Summary
Clyde, a rubber-limbed Australian pantomimist with the complexion of a milk-starved ghost, invades the sun-scorched plaza de toros of San Lázaro like a mischievous cherub dropped into Goya’s canvas. Between cape and clowning he parodies the sacred ballet of death, turning the corrida into a carnival of elastic gestures: hips swiveling like untethered metronomes, bowler hat devoured and regurgitated by a perplexed heifer, vermilion sash fluttering as if mocking every embroidered traje de luces in sight. The matadors, those marble-jawed apostles of machismo, watch their liturgy implode under the onslaught of pratfalls; señoritas, normally veiled behind lace fans, shriek with scandalized delight, their carnations flung into the dust at the clown’s pigeon-toed feet. When the presidente’s brass bands strike up a triumphal march, Clyde counterpoints with a kazoo, then vaults over the barrera, somersaulting through a maze of wine barrels, priestly processions, and revolutionary slogans chalked on adobe walls—an acrobat rewriting hagiography into farce.

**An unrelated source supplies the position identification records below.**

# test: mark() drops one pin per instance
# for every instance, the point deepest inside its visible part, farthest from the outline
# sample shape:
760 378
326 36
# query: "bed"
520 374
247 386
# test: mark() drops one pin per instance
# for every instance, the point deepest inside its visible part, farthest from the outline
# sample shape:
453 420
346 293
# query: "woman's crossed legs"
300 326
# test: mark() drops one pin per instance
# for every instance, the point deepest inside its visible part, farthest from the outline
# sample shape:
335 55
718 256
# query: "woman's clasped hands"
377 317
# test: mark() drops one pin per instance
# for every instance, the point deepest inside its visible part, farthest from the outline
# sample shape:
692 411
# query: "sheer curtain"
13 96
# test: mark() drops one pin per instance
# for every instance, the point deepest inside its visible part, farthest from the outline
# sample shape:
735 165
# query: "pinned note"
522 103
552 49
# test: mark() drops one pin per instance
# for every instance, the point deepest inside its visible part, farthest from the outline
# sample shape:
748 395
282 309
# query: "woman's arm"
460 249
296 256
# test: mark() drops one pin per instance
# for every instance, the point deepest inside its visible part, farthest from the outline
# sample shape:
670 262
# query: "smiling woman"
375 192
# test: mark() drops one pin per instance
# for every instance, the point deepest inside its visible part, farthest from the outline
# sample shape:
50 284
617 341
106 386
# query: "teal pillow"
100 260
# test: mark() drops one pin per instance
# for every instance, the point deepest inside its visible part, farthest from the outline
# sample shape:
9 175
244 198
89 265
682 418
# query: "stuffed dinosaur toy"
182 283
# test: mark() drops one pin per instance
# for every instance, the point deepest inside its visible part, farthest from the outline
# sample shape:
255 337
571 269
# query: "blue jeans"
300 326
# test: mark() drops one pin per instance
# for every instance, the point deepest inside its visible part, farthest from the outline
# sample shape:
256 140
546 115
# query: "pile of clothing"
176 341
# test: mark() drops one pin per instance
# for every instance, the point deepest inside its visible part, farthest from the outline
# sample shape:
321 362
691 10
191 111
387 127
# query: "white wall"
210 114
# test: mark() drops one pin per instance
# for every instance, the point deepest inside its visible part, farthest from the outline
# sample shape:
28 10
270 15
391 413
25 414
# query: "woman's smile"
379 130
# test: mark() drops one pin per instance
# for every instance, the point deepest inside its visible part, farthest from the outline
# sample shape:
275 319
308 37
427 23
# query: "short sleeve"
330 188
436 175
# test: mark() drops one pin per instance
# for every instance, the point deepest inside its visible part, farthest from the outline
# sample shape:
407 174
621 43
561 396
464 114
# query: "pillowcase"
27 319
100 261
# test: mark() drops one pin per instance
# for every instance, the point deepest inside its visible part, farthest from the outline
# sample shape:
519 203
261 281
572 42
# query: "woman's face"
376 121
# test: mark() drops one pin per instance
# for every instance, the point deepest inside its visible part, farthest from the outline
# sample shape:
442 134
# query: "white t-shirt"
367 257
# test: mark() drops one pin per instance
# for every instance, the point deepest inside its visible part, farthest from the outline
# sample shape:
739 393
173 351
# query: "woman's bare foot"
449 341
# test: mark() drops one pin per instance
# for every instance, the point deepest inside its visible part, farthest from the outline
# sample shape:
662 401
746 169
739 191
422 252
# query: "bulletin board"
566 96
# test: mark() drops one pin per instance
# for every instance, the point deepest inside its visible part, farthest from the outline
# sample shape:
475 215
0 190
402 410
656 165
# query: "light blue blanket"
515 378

In the shadow of the cathedral bells he slips beneath the embroidered train of the Virgen del Carmen float, re-emerges in the habit of a nun, and finally boards a mule-drawn Coca-Cola cart that clatters toward the desert sunset, leaving behind only the echo of a bull’s bewildered snort and the faint scent of orange-blossom petals stuck to his soles.
Synopsis
Clyde is in the bull ring in Mexico, and it is here that he manages to attract the attention of the pretty Spanish ladies in the arena. His behavior is insulting to the heads of the ring and he makes a very clever escape.